Narcolepsy — clinical spectrum, aetiopathophysiology, diagnosis and treatment
Claudio L. A. Bassetti, Antoine Adamantidis, Denis Burdakov, Fang Han, Steffen Gay, Ulf Kallweit, Ramin Khatami, Frits Koning, Brigitte R. Kornum, Gert Jan Lammers, Roland S. Liblau, Pierre H. Luppi, Geert Mayer, Thomas Pollmächer, Takeshi Sakurai, Federica Sallusto, Thomas E. Scammell, Mehdi Tafti & Yves Dauvilliers
Narcolepsy is a rare brain disorder that reflects a selective loss or dysfunction of orexin (also known as hypocretin) neurons of the lateral hypothalamus. Narcolepsy type 1 (NT1) is characterized by excessive daytime sleepiness and cataplexy, accompanied by sleep–wake symptoms, such as hallucinations, sleep paralysis and disturbed sleep.

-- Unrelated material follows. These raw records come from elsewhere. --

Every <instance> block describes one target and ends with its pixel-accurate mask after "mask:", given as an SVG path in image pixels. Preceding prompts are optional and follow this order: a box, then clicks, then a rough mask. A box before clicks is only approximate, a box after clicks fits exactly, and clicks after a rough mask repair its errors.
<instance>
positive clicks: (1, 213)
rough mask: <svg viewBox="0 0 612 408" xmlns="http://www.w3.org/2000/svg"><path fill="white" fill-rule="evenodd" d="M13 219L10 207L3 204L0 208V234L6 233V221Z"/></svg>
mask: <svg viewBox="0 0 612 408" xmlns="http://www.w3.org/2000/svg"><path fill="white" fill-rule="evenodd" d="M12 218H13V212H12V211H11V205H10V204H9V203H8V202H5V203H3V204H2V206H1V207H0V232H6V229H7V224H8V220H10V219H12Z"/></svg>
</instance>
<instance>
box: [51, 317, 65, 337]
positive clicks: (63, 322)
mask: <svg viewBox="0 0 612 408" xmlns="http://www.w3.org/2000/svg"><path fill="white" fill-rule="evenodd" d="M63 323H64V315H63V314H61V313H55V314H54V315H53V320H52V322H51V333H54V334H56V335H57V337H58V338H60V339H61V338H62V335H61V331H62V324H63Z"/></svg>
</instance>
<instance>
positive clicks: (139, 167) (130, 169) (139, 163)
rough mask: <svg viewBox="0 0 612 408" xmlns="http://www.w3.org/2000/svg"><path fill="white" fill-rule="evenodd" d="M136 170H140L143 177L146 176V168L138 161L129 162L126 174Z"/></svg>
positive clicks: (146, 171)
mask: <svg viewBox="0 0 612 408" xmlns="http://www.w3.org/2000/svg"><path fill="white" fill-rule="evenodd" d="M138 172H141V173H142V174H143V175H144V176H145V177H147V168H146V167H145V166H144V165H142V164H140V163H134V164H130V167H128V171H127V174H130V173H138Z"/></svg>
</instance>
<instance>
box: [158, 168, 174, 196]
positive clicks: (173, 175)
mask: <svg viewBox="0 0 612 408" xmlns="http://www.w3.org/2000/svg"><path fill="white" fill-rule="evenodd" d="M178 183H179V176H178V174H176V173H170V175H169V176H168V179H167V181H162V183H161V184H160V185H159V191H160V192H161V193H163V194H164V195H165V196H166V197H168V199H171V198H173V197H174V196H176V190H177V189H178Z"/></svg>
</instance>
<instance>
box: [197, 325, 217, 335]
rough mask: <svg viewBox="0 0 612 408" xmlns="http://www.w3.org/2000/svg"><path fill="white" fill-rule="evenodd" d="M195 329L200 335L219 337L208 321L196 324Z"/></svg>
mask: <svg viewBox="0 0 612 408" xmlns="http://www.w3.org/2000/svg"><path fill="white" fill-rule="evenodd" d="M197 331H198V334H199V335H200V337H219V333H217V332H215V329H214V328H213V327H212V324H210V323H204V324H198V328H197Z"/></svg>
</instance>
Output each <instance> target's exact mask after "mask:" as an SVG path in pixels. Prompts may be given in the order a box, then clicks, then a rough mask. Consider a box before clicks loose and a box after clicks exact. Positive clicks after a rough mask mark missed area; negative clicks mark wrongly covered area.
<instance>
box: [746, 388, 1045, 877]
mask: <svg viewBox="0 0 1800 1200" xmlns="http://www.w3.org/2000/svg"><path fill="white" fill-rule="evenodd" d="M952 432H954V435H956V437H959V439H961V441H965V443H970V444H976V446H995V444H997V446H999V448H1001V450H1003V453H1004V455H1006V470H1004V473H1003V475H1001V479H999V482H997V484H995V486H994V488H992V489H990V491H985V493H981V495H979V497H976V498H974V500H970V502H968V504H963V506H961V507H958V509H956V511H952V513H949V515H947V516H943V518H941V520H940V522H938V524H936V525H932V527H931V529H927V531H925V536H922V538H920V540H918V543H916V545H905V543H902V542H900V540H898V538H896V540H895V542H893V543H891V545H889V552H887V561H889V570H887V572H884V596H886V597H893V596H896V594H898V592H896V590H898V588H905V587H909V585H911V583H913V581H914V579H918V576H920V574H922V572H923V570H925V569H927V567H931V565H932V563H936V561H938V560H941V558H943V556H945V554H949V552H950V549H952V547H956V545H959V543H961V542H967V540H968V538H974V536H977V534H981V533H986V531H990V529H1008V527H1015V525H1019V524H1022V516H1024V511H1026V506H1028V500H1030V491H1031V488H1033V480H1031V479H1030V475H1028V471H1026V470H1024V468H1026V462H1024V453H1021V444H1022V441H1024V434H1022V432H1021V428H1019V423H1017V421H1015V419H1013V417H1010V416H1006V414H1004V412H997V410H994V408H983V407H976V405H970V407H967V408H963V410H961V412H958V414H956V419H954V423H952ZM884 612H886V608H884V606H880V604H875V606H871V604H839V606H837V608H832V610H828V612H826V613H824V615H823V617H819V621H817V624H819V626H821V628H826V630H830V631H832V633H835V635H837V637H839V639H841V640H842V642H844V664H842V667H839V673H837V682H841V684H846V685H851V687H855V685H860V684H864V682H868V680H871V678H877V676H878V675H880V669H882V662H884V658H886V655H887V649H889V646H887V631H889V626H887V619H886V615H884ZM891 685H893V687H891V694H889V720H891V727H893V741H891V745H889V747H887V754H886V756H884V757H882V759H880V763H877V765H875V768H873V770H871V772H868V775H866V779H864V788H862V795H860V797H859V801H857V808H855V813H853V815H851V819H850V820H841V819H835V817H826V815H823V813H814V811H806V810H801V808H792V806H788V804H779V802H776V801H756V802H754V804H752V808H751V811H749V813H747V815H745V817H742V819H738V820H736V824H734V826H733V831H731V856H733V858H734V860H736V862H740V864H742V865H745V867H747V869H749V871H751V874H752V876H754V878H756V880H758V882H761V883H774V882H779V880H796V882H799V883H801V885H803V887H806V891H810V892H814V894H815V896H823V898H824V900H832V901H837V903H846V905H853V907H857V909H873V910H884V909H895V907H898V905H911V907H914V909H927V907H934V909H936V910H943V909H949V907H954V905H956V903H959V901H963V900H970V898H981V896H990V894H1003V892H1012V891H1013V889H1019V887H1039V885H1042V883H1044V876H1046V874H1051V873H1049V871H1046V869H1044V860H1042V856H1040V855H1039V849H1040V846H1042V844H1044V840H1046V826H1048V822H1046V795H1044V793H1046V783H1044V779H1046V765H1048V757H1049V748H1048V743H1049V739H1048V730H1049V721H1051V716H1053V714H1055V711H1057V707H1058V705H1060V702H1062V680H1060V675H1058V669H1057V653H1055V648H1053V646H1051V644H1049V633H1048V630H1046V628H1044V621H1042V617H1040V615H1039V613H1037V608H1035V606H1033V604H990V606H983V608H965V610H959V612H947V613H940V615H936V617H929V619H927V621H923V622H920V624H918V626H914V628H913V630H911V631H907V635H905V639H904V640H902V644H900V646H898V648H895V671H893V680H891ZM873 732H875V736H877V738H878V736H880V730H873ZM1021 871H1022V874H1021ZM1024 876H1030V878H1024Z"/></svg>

Diagnosis is based on these clinical features and supported by biomarkers: evidence of rapid eye movement sleep periods soon after sleep onset; cerebrospinal fluid orexin deficiency; and positivity for HLA-DQB1*06:02. Symptomatic treatment with stimulant and anticataplectic drugs is usually efficacious.